For instance, lets say you had the following function:
int add(int a, int b)
{
return a+b;
}
This function would be $O(1)$ because it is a linear operation. There are no loops, tree or list traversals (if you've gotten up to those topics already), etc. It's a simple single instruction function.
Now if I modified that function to say the following
int redundantAdd(int a, int b)
{
int c = a+b;
c += 0;
b+= c;
return c;
}
you'll notice that I now have 3 more instructions than the previous snippet. However, it is still $O(1)$. Again, we are just trying to give a general idea of the amount of time spent on a process, not an exact number.
Now suppose I created another function, like the one below.
int summation(int array[])
{
int sum = 0;
for(int i = 0; i < (sizeof array)/(sizeof array[0]); ++i)
{
sum += array[i];
}
}
This block of code is now $O(\text{length of array})$ (we say $O(n)$ if the array length is $n$), since we are generally executing $n$ number of tasks. We do not take into consideration the initialization of sum at the beginning. It's usually insignificant unless $n$ is small.

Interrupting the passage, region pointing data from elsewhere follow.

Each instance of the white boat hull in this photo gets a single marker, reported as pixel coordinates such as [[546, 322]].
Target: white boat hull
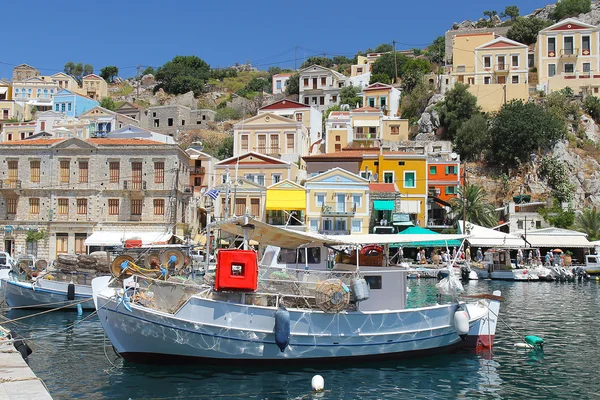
[[218, 331]]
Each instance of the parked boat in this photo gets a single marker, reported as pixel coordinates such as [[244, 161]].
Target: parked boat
[[292, 309]]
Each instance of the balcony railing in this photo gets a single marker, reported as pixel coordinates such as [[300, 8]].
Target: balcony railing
[[10, 184], [338, 208], [134, 185]]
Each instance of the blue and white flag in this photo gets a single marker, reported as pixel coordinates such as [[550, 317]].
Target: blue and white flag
[[213, 194]]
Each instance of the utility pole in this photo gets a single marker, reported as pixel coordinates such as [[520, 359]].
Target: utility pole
[[395, 62]]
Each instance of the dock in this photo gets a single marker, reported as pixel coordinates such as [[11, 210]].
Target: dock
[[17, 380]]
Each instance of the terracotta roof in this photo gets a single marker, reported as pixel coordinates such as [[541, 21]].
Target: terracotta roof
[[36, 142], [117, 142], [382, 187]]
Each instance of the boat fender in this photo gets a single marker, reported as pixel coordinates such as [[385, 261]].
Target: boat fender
[[20, 344], [360, 289], [71, 291], [461, 323], [282, 328]]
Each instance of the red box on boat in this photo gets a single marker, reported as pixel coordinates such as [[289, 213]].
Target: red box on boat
[[133, 243], [237, 270]]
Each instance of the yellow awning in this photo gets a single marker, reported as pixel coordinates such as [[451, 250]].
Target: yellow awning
[[280, 199]]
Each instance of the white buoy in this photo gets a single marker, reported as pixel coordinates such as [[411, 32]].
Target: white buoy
[[317, 383]]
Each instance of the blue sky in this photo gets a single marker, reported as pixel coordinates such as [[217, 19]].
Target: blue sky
[[126, 33]]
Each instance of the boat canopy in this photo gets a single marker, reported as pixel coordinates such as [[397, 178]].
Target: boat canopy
[[288, 238]]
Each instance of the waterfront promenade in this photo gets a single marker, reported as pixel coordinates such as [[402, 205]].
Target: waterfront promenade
[[17, 380]]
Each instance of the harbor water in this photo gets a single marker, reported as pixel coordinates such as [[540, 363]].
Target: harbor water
[[69, 355]]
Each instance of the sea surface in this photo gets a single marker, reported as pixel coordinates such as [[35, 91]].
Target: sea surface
[[75, 362]]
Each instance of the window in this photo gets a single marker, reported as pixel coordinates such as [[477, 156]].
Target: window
[[11, 205], [83, 172], [82, 206], [255, 207], [13, 171], [64, 171], [159, 172], [585, 45], [514, 61], [159, 206], [569, 68], [410, 180], [136, 207], [34, 206], [114, 169], [63, 206], [136, 175], [113, 206], [586, 67], [320, 200]]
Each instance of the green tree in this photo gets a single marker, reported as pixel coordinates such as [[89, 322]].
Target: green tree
[[108, 103], [571, 8], [588, 222], [381, 78], [385, 65], [472, 202], [473, 138], [511, 12], [322, 61], [458, 107], [148, 71], [351, 95], [436, 52], [520, 129], [183, 74], [293, 86], [109, 73], [525, 30], [557, 216]]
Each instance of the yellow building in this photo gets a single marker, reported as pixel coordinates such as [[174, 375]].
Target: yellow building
[[408, 172], [337, 203], [567, 55], [495, 70], [94, 87], [286, 205]]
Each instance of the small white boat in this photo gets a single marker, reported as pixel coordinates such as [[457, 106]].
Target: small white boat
[[332, 315]]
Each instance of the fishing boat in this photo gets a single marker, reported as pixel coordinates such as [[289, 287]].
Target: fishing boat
[[292, 308]]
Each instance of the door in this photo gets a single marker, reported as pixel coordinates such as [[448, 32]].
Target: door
[[62, 243]]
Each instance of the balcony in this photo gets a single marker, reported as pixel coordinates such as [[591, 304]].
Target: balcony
[[134, 185], [569, 53], [10, 184], [334, 232], [338, 209]]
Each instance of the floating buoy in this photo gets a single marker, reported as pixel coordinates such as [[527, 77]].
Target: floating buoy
[[461, 322], [282, 328], [317, 383]]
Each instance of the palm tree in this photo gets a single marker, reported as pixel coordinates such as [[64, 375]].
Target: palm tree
[[589, 222], [478, 210]]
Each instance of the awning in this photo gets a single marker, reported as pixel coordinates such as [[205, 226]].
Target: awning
[[286, 199], [115, 238], [366, 122], [383, 205]]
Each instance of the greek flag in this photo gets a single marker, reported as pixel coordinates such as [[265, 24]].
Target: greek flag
[[213, 194]]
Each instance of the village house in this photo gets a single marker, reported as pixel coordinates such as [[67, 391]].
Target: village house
[[70, 189]]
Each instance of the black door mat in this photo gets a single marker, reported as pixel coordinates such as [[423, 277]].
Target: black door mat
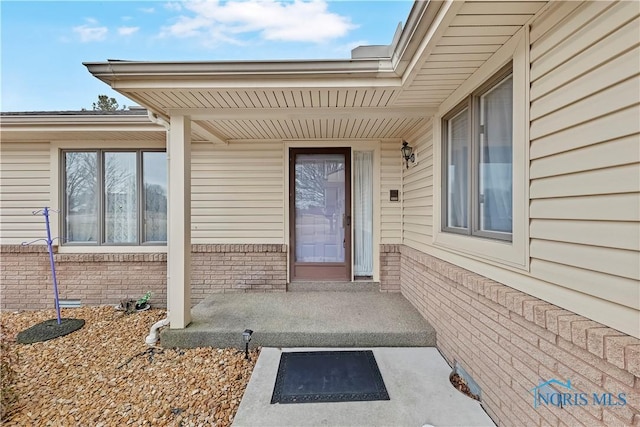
[[328, 376]]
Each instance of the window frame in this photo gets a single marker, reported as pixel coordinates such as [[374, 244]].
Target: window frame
[[140, 202], [476, 250], [472, 104]]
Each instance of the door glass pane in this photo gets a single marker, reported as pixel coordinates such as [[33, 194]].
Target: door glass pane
[[154, 166], [458, 170], [495, 171], [120, 194], [81, 197], [320, 207]]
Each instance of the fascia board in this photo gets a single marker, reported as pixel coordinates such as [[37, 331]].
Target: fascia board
[[73, 120]]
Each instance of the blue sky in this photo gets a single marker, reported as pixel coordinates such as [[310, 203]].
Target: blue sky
[[44, 43]]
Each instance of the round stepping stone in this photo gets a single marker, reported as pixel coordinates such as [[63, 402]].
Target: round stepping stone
[[48, 330]]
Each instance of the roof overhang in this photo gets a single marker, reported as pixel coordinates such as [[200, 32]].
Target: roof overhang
[[78, 125], [441, 45]]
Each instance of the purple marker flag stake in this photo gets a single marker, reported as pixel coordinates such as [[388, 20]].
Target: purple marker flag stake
[[49, 329], [45, 212]]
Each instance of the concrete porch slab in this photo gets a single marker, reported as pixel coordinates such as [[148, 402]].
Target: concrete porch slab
[[417, 380], [304, 319]]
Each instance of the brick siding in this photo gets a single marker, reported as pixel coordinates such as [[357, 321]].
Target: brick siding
[[509, 341], [237, 268], [97, 279]]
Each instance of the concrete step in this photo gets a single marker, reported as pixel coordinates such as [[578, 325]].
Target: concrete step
[[304, 319], [359, 286]]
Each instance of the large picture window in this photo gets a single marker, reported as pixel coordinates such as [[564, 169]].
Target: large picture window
[[478, 166], [115, 197]]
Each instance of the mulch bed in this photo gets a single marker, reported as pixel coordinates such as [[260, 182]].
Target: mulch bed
[[104, 374]]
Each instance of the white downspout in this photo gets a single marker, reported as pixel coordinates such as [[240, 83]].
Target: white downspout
[[152, 338]]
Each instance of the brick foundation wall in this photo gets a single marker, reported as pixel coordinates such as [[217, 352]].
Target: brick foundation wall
[[237, 268], [509, 341], [390, 268], [97, 279], [94, 279]]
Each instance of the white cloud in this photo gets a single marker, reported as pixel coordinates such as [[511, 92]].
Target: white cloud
[[173, 6], [297, 21], [89, 33], [127, 31]]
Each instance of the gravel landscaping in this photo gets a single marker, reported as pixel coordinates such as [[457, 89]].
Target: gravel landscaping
[[104, 374]]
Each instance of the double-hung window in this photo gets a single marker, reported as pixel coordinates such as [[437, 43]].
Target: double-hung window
[[478, 162], [115, 197]]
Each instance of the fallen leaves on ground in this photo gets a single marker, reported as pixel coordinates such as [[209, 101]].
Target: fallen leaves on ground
[[105, 375]]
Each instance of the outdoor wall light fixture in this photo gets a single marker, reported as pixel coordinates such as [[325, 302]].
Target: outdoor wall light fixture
[[246, 337], [407, 153]]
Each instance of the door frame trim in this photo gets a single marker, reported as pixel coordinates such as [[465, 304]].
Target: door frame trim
[[374, 145], [348, 233]]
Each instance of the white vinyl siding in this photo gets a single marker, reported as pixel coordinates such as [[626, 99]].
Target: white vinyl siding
[[584, 171], [237, 193], [24, 187], [391, 165], [585, 155], [417, 206]]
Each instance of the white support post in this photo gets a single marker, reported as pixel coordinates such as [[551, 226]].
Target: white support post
[[179, 223]]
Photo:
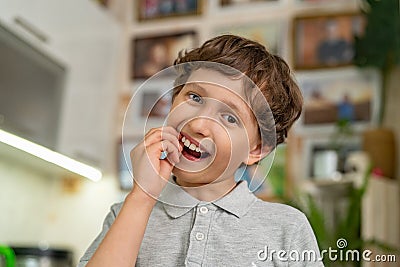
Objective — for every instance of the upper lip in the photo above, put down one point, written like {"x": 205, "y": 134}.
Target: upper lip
{"x": 193, "y": 141}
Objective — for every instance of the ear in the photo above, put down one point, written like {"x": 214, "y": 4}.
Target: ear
{"x": 257, "y": 154}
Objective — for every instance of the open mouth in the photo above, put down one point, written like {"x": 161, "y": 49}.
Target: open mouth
{"x": 191, "y": 149}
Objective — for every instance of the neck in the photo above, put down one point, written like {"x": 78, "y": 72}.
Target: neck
{"x": 208, "y": 192}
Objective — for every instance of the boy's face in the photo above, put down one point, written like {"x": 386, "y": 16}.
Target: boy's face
{"x": 218, "y": 130}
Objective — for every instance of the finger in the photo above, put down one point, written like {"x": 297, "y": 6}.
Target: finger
{"x": 173, "y": 152}
{"x": 162, "y": 133}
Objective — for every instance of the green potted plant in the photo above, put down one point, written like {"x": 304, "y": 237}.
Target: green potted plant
{"x": 379, "y": 47}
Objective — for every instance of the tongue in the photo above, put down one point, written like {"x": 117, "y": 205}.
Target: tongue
{"x": 192, "y": 152}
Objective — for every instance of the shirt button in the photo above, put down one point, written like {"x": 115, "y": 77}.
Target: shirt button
{"x": 199, "y": 236}
{"x": 203, "y": 210}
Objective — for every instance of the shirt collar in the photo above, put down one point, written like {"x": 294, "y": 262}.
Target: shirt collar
{"x": 178, "y": 202}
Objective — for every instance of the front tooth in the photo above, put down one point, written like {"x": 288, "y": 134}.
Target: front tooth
{"x": 186, "y": 143}
{"x": 192, "y": 147}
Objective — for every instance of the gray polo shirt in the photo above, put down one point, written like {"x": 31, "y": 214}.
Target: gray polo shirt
{"x": 236, "y": 230}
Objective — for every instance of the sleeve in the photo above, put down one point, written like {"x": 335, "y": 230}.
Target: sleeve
{"x": 304, "y": 249}
{"x": 108, "y": 221}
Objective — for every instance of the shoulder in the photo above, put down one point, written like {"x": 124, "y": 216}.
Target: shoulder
{"x": 277, "y": 214}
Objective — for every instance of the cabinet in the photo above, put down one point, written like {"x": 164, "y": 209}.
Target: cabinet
{"x": 87, "y": 41}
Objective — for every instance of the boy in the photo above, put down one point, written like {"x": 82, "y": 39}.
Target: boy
{"x": 219, "y": 120}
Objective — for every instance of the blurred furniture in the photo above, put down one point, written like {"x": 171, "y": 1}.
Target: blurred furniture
{"x": 381, "y": 216}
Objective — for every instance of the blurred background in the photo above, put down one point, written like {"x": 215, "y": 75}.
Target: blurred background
{"x": 68, "y": 70}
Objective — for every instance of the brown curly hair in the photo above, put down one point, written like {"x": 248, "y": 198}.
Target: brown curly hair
{"x": 270, "y": 73}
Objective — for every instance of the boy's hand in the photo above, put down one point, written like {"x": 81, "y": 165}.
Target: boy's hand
{"x": 149, "y": 171}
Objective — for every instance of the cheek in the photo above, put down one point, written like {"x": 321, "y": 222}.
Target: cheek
{"x": 177, "y": 114}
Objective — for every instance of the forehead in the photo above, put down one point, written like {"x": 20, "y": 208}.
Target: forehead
{"x": 217, "y": 79}
{"x": 229, "y": 90}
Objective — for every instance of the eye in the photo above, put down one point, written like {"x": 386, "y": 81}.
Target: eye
{"x": 231, "y": 119}
{"x": 195, "y": 98}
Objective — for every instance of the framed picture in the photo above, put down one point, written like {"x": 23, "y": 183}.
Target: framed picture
{"x": 156, "y": 9}
{"x": 325, "y": 41}
{"x": 153, "y": 54}
{"x": 268, "y": 33}
{"x": 125, "y": 145}
{"x": 332, "y": 95}
{"x": 149, "y": 106}
{"x": 239, "y": 2}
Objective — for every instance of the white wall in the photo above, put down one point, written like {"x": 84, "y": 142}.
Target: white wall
{"x": 36, "y": 208}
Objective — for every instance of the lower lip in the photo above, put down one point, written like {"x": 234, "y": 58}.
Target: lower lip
{"x": 190, "y": 157}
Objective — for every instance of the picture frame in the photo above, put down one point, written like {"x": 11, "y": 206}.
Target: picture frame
{"x": 332, "y": 95}
{"x": 269, "y": 33}
{"x": 161, "y": 9}
{"x": 124, "y": 173}
{"x": 325, "y": 41}
{"x": 151, "y": 54}
{"x": 149, "y": 105}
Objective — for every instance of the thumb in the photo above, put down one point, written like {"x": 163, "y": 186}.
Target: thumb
{"x": 165, "y": 169}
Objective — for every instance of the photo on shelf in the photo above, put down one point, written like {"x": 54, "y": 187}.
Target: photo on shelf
{"x": 325, "y": 160}
{"x": 268, "y": 33}
{"x": 155, "y": 53}
{"x": 125, "y": 145}
{"x": 239, "y": 2}
{"x": 156, "y": 9}
{"x": 325, "y": 41}
{"x": 341, "y": 94}
{"x": 149, "y": 105}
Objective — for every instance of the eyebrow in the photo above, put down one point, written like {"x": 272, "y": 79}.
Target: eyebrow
{"x": 231, "y": 104}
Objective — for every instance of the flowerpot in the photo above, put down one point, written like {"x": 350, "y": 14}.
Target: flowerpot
{"x": 380, "y": 144}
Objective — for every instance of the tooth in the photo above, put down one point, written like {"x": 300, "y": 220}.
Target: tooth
{"x": 192, "y": 147}
{"x": 186, "y": 143}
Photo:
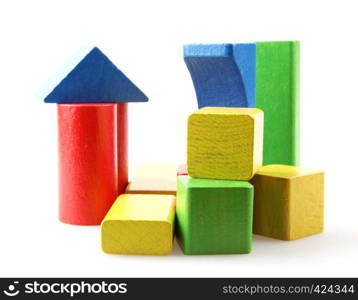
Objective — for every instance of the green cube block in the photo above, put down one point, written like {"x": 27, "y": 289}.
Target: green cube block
{"x": 277, "y": 94}
{"x": 214, "y": 216}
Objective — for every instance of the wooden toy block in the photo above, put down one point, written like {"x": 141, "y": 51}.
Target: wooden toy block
{"x": 214, "y": 216}
{"x": 223, "y": 74}
{"x": 139, "y": 224}
{"x": 182, "y": 170}
{"x": 225, "y": 143}
{"x": 153, "y": 178}
{"x": 90, "y": 77}
{"x": 88, "y": 149}
{"x": 288, "y": 202}
{"x": 92, "y": 96}
{"x": 277, "y": 94}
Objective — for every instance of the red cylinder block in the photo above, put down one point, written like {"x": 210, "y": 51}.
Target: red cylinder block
{"x": 122, "y": 146}
{"x": 89, "y": 154}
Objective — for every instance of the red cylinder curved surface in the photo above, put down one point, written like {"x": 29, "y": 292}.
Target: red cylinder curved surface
{"x": 88, "y": 162}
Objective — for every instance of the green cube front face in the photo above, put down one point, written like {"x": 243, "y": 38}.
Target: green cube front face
{"x": 214, "y": 216}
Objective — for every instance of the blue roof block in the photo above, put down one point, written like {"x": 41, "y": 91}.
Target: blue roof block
{"x": 223, "y": 74}
{"x": 94, "y": 79}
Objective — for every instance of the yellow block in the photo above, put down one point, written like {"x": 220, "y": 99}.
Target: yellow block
{"x": 225, "y": 143}
{"x": 154, "y": 179}
{"x": 288, "y": 202}
{"x": 139, "y": 224}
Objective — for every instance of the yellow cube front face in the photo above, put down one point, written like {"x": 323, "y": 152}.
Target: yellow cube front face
{"x": 288, "y": 202}
{"x": 139, "y": 224}
{"x": 225, "y": 143}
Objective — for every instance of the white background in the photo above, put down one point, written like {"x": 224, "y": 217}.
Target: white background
{"x": 144, "y": 39}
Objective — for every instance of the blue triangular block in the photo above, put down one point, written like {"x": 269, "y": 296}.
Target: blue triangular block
{"x": 95, "y": 79}
{"x": 223, "y": 74}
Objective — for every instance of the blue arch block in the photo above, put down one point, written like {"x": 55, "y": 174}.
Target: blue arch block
{"x": 93, "y": 79}
{"x": 223, "y": 74}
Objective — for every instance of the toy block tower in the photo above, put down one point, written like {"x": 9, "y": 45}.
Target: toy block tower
{"x": 263, "y": 75}
{"x": 92, "y": 96}
{"x": 215, "y": 201}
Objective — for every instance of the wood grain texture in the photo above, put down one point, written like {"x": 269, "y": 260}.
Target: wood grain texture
{"x": 225, "y": 143}
{"x": 88, "y": 167}
{"x": 214, "y": 216}
{"x": 288, "y": 202}
{"x": 159, "y": 178}
{"x": 93, "y": 78}
{"x": 223, "y": 74}
{"x": 277, "y": 94}
{"x": 139, "y": 224}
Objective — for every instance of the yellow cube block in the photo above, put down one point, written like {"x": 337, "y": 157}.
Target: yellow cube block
{"x": 225, "y": 143}
{"x": 139, "y": 224}
{"x": 154, "y": 178}
{"x": 288, "y": 202}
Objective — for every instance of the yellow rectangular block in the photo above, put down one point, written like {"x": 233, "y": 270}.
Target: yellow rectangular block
{"x": 157, "y": 178}
{"x": 288, "y": 202}
{"x": 225, "y": 143}
{"x": 139, "y": 224}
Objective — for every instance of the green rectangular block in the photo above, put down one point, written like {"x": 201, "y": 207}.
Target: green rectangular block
{"x": 277, "y": 94}
{"x": 214, "y": 216}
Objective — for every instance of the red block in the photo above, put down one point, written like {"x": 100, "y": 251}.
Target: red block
{"x": 122, "y": 146}
{"x": 93, "y": 160}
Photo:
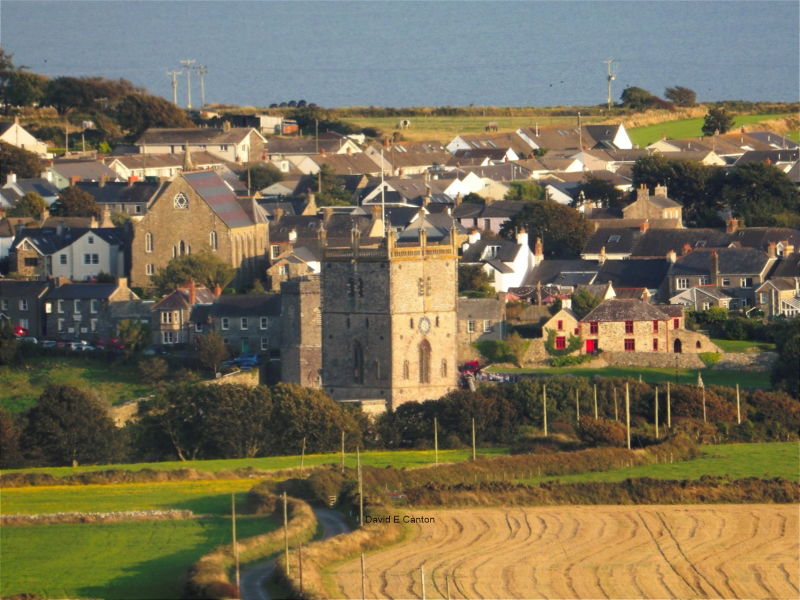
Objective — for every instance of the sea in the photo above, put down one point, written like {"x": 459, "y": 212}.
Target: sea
{"x": 341, "y": 53}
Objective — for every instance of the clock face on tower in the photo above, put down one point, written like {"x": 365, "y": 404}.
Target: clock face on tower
{"x": 424, "y": 325}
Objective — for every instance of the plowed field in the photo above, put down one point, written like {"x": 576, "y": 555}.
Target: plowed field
{"x": 719, "y": 551}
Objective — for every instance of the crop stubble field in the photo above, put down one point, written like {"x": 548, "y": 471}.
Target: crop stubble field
{"x": 719, "y": 551}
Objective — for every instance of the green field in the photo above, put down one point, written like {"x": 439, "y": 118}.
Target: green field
{"x": 745, "y": 379}
{"x": 20, "y": 386}
{"x": 395, "y": 458}
{"x": 744, "y": 346}
{"x": 764, "y": 460}
{"x": 686, "y": 128}
{"x": 137, "y": 560}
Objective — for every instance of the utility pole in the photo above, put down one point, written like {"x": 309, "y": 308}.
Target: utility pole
{"x": 187, "y": 66}
{"x": 201, "y": 73}
{"x": 611, "y": 77}
{"x": 174, "y": 75}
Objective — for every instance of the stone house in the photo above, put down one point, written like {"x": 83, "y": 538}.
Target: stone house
{"x": 233, "y": 144}
{"x": 198, "y": 211}
{"x": 247, "y": 323}
{"x": 171, "y": 317}
{"x": 22, "y": 303}
{"x": 83, "y": 310}
{"x": 627, "y": 325}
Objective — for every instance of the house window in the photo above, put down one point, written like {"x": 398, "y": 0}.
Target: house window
{"x": 424, "y": 362}
{"x": 180, "y": 201}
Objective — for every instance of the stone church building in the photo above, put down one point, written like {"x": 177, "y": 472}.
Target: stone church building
{"x": 198, "y": 211}
{"x": 389, "y": 323}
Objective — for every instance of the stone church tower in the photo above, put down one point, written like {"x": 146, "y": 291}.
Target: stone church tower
{"x": 389, "y": 320}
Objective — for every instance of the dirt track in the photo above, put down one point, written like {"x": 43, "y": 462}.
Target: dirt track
{"x": 719, "y": 551}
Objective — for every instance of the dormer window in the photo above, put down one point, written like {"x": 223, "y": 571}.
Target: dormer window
{"x": 180, "y": 201}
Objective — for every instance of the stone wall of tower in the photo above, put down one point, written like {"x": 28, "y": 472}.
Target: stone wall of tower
{"x": 301, "y": 337}
{"x": 389, "y": 323}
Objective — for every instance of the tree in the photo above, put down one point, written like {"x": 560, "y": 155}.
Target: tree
{"x": 69, "y": 427}
{"x": 636, "y": 98}
{"x": 758, "y": 193}
{"x": 134, "y": 336}
{"x": 681, "y": 96}
{"x": 139, "y": 112}
{"x": 717, "y": 121}
{"x": 563, "y": 230}
{"x": 261, "y": 175}
{"x": 330, "y": 191}
{"x": 30, "y": 205}
{"x": 692, "y": 184}
{"x": 75, "y": 202}
{"x": 211, "y": 350}
{"x": 21, "y": 162}
{"x": 583, "y": 303}
{"x": 524, "y": 191}
{"x": 602, "y": 192}
{"x": 204, "y": 267}
{"x": 25, "y": 89}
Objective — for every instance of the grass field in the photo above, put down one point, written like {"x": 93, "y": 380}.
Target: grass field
{"x": 685, "y": 128}
{"x": 766, "y": 460}
{"x": 21, "y": 386}
{"x": 725, "y": 551}
{"x": 745, "y": 379}
{"x": 396, "y": 458}
{"x": 744, "y": 346}
{"x": 136, "y": 560}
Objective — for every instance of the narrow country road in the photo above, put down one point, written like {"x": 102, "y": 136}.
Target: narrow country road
{"x": 252, "y": 580}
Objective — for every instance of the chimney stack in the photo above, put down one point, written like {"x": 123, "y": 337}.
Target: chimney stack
{"x": 714, "y": 267}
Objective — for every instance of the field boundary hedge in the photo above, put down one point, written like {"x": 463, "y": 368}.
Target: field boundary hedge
{"x": 108, "y": 517}
{"x": 209, "y": 577}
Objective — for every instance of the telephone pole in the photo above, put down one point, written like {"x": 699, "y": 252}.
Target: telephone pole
{"x": 201, "y": 72}
{"x": 174, "y": 75}
{"x": 187, "y": 66}
{"x": 611, "y": 77}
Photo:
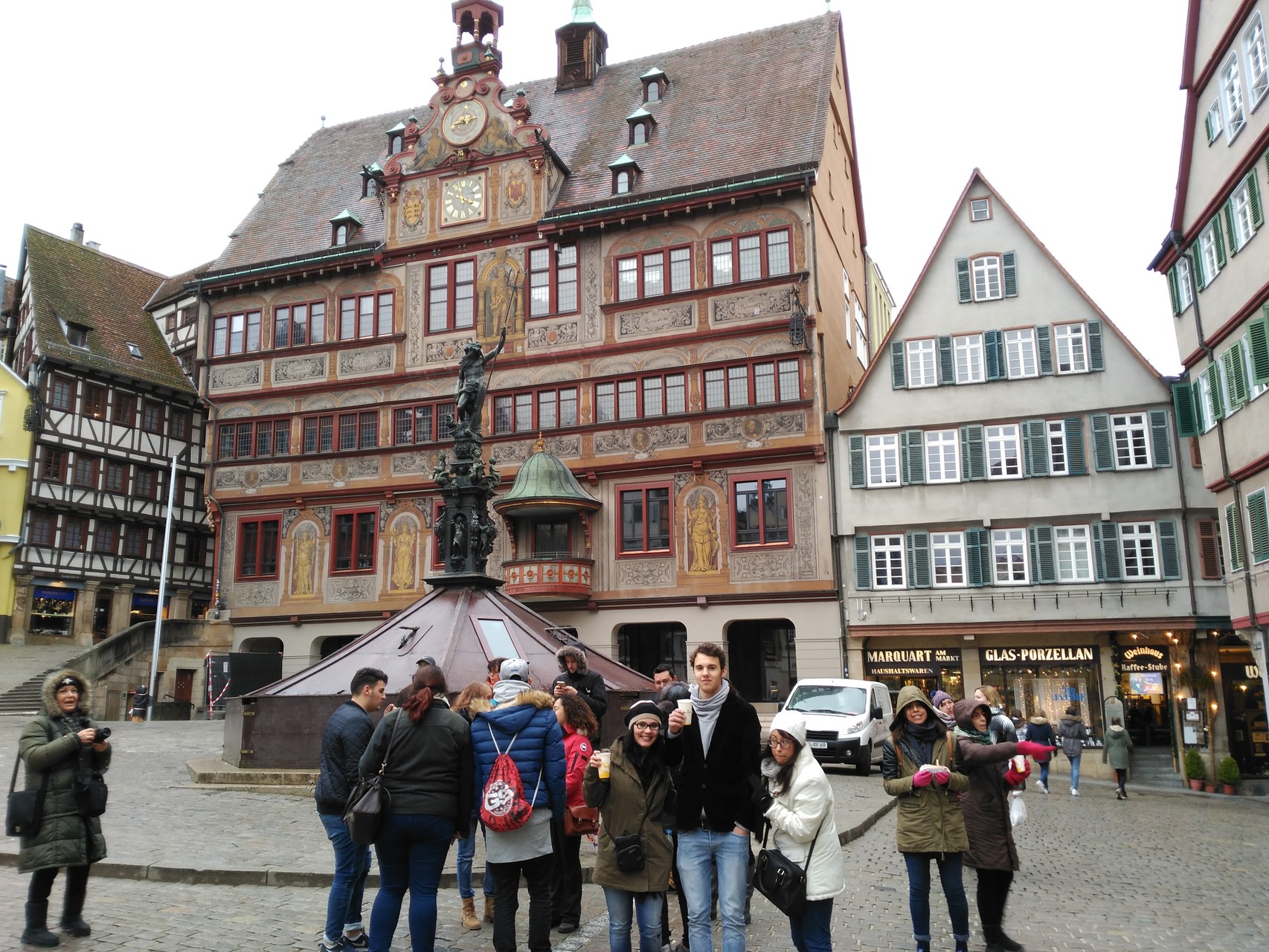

Now suppose I modified that code to add all the elements in a matrix
int summation(int matrix[][], int width, int height)
{
int sum = 0;
for(int i = 0; i < width; ++i)
{
for(int j = 0; j < height; ++j)
{
sum += matrix[i][j];
}
}
}
This time we have $O(n^2)$ if if the width == height = n , we essentially iterate through the loop $n^2$ times. Again, we're only estimating here, so we don't care if they're different, it just makes for easy representation. I won't bother you with logarithmic big-O notation yet as you need to drill down on the key purpose of the notation first. Doing so will only confuse you.
There is no such formula. If there were, it would solve the halting problem, because we could take an algorithm (Turing machine), find its big-$\Theta$ complexity, then return true or false depending on if it was $\Theta (\infty)$.
For Big-O (upper bounds), there's technically a formula, since all functions are in $O(\infty)$. However, there's no way to find a tight upper bound, nor to test if an algorithm has a bound tighter than $O(\infty)$.
That said, there are certainly tools and heuristics for determining these things, as well as limited models of computation for which the problem is decidable.
For example, if you can express your routine using recursion, often you can find a recurrence relation for the running time, which you can solve to find the Big-O time. However, none of these techniques will work all the time.